Estas reflexiones surgieron a partir de la lectura de un reportaje a Cayetana Álvarez de Toledo, diputada y vocera -en ese momento- del Partido Popular. Declaraciones que por su peso trascienden la situación puntual en la que se dijeron y la materia a la que hacen referencia: “En España no estamos acostumbrados al ejercicio de la libertad en los partidos. Confundimos la discrepancia con la disidencia y la libertad con la indisciplina. Etiquetamos al que opina libremente con esa denominación despectiva de verso suelto. Y la libertad no es indisciplina. Es esencial para la conversación democrática adulta. También dentro de los partidos. Yo opino y discurro con libertad no por capricho personal. Lo hago porque creo firmemente que la libertad y el espíritu crítico son una obligación del que se dedica al examen de la realidad”

Al margen de ese suceso político, son una serie de afirmaciones que sería oportuno tener en cuenta sobre todo en las organizaciones que promueven el pensamiento. También las declaraciones que esta diputada hizo cuando la cesaron del cargo de vocera, precisamente a raíz de ese reportaje: “en la política española infravaloramos la fuerza constructiva, creativa, necesaria de la libertad y del pensamiento crítico. Lo he dicho muchas veces y lo quiero repetir hoy, que es un día importante para hacerlo, siempre he creído que la discrepancia no es sinónimo de deslealtad, que la libertad no es indisciplina y que el pensamiento propio funca es un ataque a la autoridad (…) Como he dicho, lealtad y pensamiento propio son perfectamente compatibles”.

No es ninguna novedad que tanto la libertad -efectivamente ejercida- como el pensamiento crítico suelen ser mirados no pocas veces con desconfianza. Y tampoco es ninguna novedad que ante esas realidades se reaccione despóticamente. Porque no pocas veces se confunde autoridad con autoritarismo, y se piensa que, en lugar de incorporar personas, se están alistando soldados, con procedimientos perfectamente adecuados para un ejército, pero no para organizaciones en las que el pensamiento tiene un rol decisivo a la hora en encarar los problemas que plantea la convivencia social.
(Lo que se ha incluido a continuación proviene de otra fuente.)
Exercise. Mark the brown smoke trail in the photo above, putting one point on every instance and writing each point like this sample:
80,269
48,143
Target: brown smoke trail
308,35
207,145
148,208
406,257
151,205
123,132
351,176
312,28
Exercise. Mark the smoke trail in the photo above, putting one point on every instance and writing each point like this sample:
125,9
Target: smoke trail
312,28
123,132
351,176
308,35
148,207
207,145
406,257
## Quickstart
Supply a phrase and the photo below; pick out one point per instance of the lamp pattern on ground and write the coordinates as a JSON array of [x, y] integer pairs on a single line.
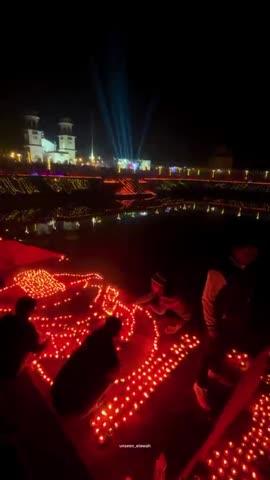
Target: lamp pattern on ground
[[127, 394], [247, 458], [66, 331]]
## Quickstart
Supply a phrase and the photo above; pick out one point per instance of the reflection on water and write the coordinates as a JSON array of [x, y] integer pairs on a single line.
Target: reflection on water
[[38, 222]]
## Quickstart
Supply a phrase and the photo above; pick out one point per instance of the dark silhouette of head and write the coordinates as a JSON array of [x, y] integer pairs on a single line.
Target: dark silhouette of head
[[245, 253], [25, 306], [113, 326]]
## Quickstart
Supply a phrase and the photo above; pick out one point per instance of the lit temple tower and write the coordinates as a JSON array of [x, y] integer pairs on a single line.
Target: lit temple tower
[[32, 139], [67, 140]]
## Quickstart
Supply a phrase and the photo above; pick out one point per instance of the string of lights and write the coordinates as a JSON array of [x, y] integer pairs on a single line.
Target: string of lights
[[243, 459]]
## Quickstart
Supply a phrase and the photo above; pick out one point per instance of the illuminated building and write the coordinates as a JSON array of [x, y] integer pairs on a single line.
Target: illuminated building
[[33, 139], [40, 149], [128, 164]]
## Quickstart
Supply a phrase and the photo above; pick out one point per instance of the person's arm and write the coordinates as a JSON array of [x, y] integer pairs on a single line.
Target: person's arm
[[35, 345], [214, 283]]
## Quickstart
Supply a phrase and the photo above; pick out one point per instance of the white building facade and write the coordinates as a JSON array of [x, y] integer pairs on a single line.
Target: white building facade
[[40, 149]]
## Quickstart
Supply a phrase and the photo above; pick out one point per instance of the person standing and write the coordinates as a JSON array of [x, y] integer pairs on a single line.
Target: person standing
[[228, 300], [18, 338]]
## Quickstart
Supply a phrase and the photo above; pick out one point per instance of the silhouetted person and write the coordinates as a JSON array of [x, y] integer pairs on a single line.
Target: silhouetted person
[[88, 371], [232, 304], [18, 338], [163, 299]]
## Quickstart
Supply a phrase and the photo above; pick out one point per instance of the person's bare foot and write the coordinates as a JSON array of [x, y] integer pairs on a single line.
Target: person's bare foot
[[172, 329], [219, 378], [202, 397]]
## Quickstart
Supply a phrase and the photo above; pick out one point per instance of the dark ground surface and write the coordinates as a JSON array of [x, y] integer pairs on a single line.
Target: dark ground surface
[[127, 253]]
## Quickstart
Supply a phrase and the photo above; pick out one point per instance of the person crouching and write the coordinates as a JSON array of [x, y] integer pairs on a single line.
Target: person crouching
[[88, 371]]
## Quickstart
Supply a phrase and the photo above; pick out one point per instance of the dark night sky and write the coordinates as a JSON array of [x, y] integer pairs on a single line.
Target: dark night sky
[[208, 91]]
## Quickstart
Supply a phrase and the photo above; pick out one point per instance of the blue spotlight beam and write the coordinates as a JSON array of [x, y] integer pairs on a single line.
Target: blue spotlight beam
[[147, 121], [105, 110]]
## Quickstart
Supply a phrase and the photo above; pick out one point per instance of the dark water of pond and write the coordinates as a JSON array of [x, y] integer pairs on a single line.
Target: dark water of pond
[[128, 246]]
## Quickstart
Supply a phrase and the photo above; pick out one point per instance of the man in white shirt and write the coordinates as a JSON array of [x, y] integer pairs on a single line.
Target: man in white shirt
[[228, 310]]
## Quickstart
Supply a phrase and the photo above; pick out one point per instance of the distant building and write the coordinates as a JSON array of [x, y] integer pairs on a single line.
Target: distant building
[[139, 164], [33, 139], [221, 159], [40, 149]]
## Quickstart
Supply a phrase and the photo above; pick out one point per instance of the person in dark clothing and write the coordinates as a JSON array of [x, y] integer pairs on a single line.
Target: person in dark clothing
[[88, 371], [229, 307], [18, 338]]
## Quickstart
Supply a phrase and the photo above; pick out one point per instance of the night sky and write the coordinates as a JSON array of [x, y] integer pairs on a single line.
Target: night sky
[[201, 92]]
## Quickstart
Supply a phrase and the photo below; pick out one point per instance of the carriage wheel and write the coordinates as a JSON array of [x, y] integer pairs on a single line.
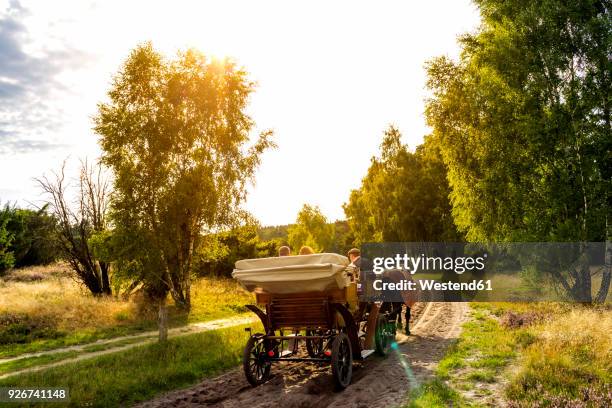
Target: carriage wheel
[[384, 336], [255, 361], [315, 346], [342, 361]]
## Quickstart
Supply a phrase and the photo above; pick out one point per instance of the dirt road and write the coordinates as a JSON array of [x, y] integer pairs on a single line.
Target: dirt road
[[377, 382]]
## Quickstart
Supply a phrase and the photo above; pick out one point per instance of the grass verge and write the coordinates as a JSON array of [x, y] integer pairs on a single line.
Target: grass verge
[[43, 308], [124, 378], [535, 355]]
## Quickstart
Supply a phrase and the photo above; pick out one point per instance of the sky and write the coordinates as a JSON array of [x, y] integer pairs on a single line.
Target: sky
[[331, 77]]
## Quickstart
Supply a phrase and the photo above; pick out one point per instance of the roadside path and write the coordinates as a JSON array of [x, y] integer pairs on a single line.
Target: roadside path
[[377, 382]]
Por eso, o se aprende no solo a respetar el pensamiento ajeno sino a promoverlo, o se acabará matando la libertad, esa “novedad” que se inaugura con cada ser humano, como señala Hannah Arendt, y desde la que cada uno puede hacer una aportación única al resto. Y esa falta de reconocimiento de la libertad implicará negar también el respeto a los individuos, que comienza por reconocer el legítimo derecho que tienen al ejercicio de su inteligencia.

Para que ese respeto y esa promoción fueran una realidad, sería necesario un grado de madurez que permitiera asimilar el papel que le corresponde a cada uno, un aporte de la Modernidad que cuesta incorporar, sobre todo en aquellos colectivos cuya impronta corporativista fomenta los nepotismos y la endogamia. Una penosa mezcla que cuando se da hace difícil manifestar, escribir, lo que se piensa. A no ser que se esté dispuesto a pagar el costo del despido, o de la marginación, con el consiguiente aislamiento. Esa especie de exilio que lleva a preguntarse si será el precio insoslayable para poder expresar libremente el propio pensamiento.